We can connect to a cluster by connecting to a single broker. There is a replication factor which needs to be considered for topics. We cannot exceed the limit of replication factor and it’s dependent on the number of brokers available in the cluster. The replication helps in fault tolerance.
Zookeeper
As the word suggest, it’s the master manager. It has information about the consumers and about the cluster. It’s incharge of managing Kafka brokers, topics and partitions of the cluster. The zookeeper keeps track of the brokers in the clusters and notifies the consumers or producers about the crashed brokers and the state of the cluster. Zookeper also tracks which broker is the partition leader. This information is given to the producers and consumers to read and write easily.
Producers
Several producers inside an application send information or data to the server to store large volume of data. Within the cluster, a producer sends data to a topic. The data is sent to the broker which has a leader partition of the topic.
Zookeeper keeps a meta data of which broker has what topics and which one is the partition leader. This information is critical as producers send data to this parition leader.
Consumers
A consumer is someone who reads the data from the clusters. Typically whenever a producer sends data to a topic’s partition and the offset increases, whenever a consumer tries to read the data we have a choice to start at the default offset index which is 0 or to start at whatever they would like.
There are two types of consumers they are:
- low-level consumers
- high-level consumers
The low-level consumers are the one’s which know from which broker, which topic and which partition leader and the offset to consume from. The high-level consumers are the one’s which are a collection of one or more consumers.
Importance
- Realtime Analytics: Using kafka we can gain realtime data stream and can give business intelligence almost instantly than the old method of data processing which would take lot of time.
- Speed: Due to the brokers, topics and API's we can horizontally scale the resources.
- Highly reliable: Because of the replication across the brokers in the cluster, we are sure that our consumers get access to data irrespective of the state of the cluster.
- Scalable: As and when we need to store and process data we can quickly scale using kafka.
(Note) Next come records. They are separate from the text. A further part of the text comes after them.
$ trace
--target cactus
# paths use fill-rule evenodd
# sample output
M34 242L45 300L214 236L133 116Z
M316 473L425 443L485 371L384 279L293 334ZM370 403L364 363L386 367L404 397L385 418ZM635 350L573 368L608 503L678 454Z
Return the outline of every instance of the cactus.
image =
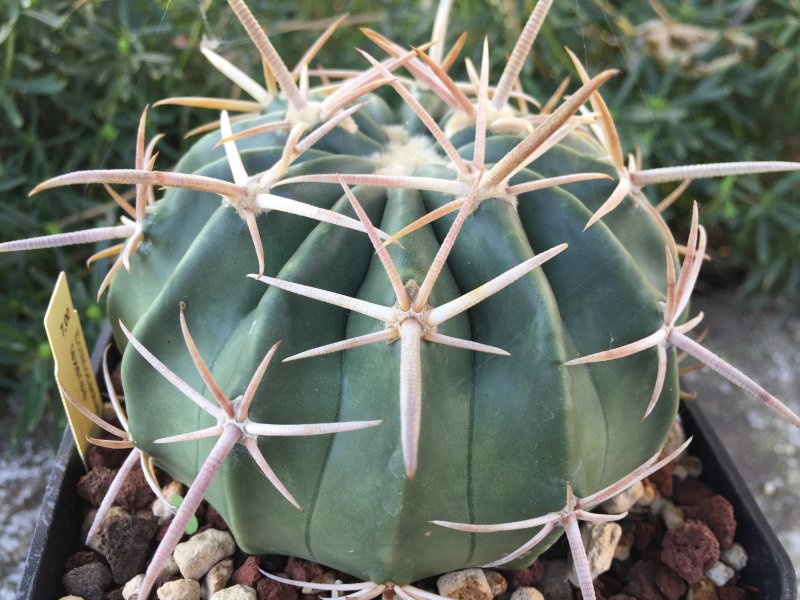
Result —
M222 110L173 171L155 169L145 110L133 169L34 190L103 183L121 225L0 245L123 240L93 260L117 256L99 295L124 349L124 410L109 388L124 430L87 416L119 438L98 443L135 451L96 523L136 460L156 490L153 464L194 482L140 597L203 497L246 552L328 564L367 583L320 589L361 598L529 563L561 525L594 597L577 521L616 518L588 509L674 457L656 463L677 349L800 425L687 335L702 319L688 306L706 245L698 207L682 246L642 191L800 164L626 161L599 92L615 73L591 78L571 53L582 85L537 108L518 76L548 0L494 86L486 41L470 81L448 74L463 38L426 53L367 31L388 59L312 70L340 21L290 71L229 3L266 87L204 48L252 101L159 103ZM109 184L135 184L135 203ZM158 200L155 186L168 188Z

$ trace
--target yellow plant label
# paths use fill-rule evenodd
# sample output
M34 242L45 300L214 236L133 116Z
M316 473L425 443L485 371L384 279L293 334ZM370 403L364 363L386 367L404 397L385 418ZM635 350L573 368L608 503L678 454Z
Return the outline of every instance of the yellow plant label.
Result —
M72 305L67 275L63 271L58 276L44 315L44 328L53 351L56 383L59 386L61 401L64 403L81 460L86 466L86 450L89 447L86 436L96 434L99 428L66 399L64 392L66 391L70 398L96 415L102 414L103 403L92 372L89 350L83 337L78 311Z

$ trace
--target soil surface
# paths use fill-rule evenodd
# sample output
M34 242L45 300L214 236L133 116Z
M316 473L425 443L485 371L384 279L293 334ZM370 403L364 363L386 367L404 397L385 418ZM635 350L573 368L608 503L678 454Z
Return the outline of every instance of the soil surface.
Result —
M704 345L800 413L800 314L783 320L743 314L725 294L696 299L693 306L705 312L711 327ZM712 373L687 375L684 388L698 394L697 402L800 575L800 431L778 422L757 401ZM0 419L0 440L8 439L12 427L13 419ZM16 596L53 458L43 435L14 456L0 442L0 600Z

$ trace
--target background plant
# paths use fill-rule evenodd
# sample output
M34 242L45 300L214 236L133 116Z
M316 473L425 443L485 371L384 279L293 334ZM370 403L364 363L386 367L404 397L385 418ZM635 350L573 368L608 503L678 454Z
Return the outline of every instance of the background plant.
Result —
M210 70L197 52L204 36L218 42L217 51L236 64L249 64L251 73L259 69L224 3L0 4L3 240L41 234L43 224L54 233L75 229L79 222L114 220L114 205L99 186L65 188L47 201L29 199L26 193L38 181L69 170L130 167L136 122L147 103L187 89L208 96L235 93L216 72L206 76ZM480 32L518 30L534 2L456 4L451 31L466 31L474 41ZM390 37L423 41L434 3L421 0L412 6L409 10L409 2L399 0L381 3L379 10L367 0L292 7L252 3L264 22L274 24L270 33L290 64L325 19L342 11L350 11L354 24L380 22ZM686 24L699 29L687 30ZM507 36L508 47L493 40L495 69L514 39ZM799 158L800 0L559 3L545 24L534 61L525 67L528 91L542 99L572 73L558 40L574 40L570 46L590 71L623 69L624 77L610 82L604 94L625 147L640 146L647 166ZM337 64L352 60L360 67L350 51L356 45L368 47L369 42L351 26L337 34L320 61L324 64L329 56ZM478 61L477 55L472 58ZM165 108L151 111L149 121L152 130L186 131L213 118L204 112ZM173 162L185 146L177 137L163 140L160 164ZM800 301L800 208L792 200L798 183L797 175L697 182L671 212L685 213L689 200L698 198L711 230L717 271L734 270L741 296L756 306L777 296L791 309ZM70 273L89 337L98 331L102 311L90 290L98 288L105 265L87 275L83 261L93 250L0 255L0 397L19 411L17 440L57 402L40 325L52 273Z

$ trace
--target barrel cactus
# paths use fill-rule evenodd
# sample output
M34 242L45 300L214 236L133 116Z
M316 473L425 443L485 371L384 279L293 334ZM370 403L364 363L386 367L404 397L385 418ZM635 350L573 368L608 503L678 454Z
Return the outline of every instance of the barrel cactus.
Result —
M495 85L486 41L469 81L448 75L463 39L441 43L447 2L426 47L366 32L389 58L362 52L362 73L312 70L313 52L289 70L229 3L267 85L204 48L251 101L163 101L222 110L172 171L155 169L145 112L134 169L34 190L135 184L134 205L109 188L121 225L0 246L123 240L100 294L125 431L100 423L135 447L120 481L141 458L194 482L139 597L203 497L246 552L330 565L367 582L341 587L362 598L525 564L561 525L594 597L576 523L610 518L588 509L663 463L676 348L800 424L688 337L698 209L681 245L642 192L800 165L643 169L600 96L615 73L574 55L582 85L542 107L518 76L548 0Z

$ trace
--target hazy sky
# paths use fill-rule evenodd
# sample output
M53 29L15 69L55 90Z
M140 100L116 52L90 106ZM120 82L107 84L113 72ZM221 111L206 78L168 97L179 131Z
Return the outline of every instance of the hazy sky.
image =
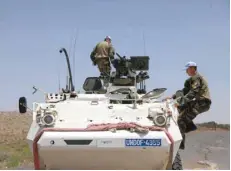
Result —
M183 87L184 64L198 63L212 108L196 121L229 123L229 29L228 0L1 0L0 110L17 109L20 96L30 106L43 100L32 86L55 92L58 75L65 86L61 47L71 48L71 61L75 54L75 85L82 89L86 77L98 75L93 47L110 35L119 54L150 56L147 88L166 87L166 96Z

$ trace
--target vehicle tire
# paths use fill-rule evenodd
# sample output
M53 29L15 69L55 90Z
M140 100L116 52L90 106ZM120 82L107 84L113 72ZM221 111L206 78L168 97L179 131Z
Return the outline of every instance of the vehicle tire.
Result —
M176 157L175 157L174 162L172 164L172 170L183 170L183 165L182 165L182 161L181 161L179 152L176 153Z

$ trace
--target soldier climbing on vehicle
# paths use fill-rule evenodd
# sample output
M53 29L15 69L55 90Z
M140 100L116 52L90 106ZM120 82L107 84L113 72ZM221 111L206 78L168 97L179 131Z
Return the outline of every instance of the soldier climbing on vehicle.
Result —
M106 36L104 41L99 42L91 52L93 65L98 65L101 76L109 76L111 73L111 60L114 59L115 49L111 43L111 37Z
M185 81L184 88L178 90L172 97L164 99L176 100L175 106L179 111L177 123L183 138L180 149L185 148L185 133L197 129L193 119L197 115L207 112L212 104L208 83L197 71L197 64L188 62L185 70L190 77Z

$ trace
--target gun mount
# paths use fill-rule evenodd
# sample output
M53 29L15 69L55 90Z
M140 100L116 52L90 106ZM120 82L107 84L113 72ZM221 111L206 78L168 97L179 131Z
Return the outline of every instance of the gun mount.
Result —
M136 86L140 83L140 90L146 92L145 80L149 79L146 71L149 70L149 56L131 56L127 59L125 56L112 61L115 72L111 74L110 82L113 86ZM140 71L138 74L136 71Z

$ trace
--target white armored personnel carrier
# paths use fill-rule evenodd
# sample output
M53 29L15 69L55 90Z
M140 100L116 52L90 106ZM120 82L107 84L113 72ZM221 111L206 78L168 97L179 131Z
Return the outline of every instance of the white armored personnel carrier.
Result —
M146 92L148 57L117 54L115 72L86 78L84 93L76 93L68 54L60 52L69 69L67 88L45 93L45 101L30 109L27 140L35 169L182 169L178 111L159 99L166 88ZM20 113L27 109L21 97Z

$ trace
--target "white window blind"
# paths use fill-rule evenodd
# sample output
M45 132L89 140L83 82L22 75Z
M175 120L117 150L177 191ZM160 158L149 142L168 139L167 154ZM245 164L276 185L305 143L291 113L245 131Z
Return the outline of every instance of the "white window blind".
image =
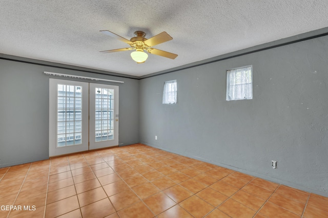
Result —
M176 80L166 82L163 90L163 104L176 103Z
M227 71L227 101L252 99L252 66Z

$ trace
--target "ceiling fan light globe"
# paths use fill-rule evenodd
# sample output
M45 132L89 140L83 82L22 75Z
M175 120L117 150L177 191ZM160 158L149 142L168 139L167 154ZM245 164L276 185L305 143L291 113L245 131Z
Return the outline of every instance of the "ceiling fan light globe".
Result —
M131 53L131 57L137 63L142 63L147 59L148 55L144 52L136 51Z

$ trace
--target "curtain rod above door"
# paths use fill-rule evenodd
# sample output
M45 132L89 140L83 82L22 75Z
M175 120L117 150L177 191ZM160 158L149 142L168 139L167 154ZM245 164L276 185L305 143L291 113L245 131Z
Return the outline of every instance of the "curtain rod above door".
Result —
M73 78L78 78L78 79L87 79L91 80L96 80L96 81L100 80L102 81L114 82L115 83L124 83L124 82L123 81L117 81L116 80L106 80L105 79L94 78L93 77L82 77L81 76L70 75L69 74L57 74L56 72L47 72L46 71L45 71L44 73L45 74L46 74L47 75L57 76L58 77L71 77Z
Horizontally scaling by adding more brokers or Vertically scaling a single broker with resources.
Realtime Usecase
Consider an inventory management system at any retail coorperation, using kafka we can avoid the cases of low inventory. This can be done by managing various services and establishing consistent data stream which could be used to provide services without delay.
In retail replenishment of items should be done without any discrepancy. To understand, plan and deliver goods big retail cooperations use kafka as their data streaming platform to perform next steps of actions and communicate with other services effectively.
The single source makes sure that every component in the System architecture has good understanding of requirements and fulfill their services as and when needed. This saves them from a lot of trouble of having a case where demand and supply are inversly proportional. Organizations can achieve scale and process data if needed and hire logistic services on demand. The database capacity should also be handled in big retail organisation so that there is no choke from the huge amount of data.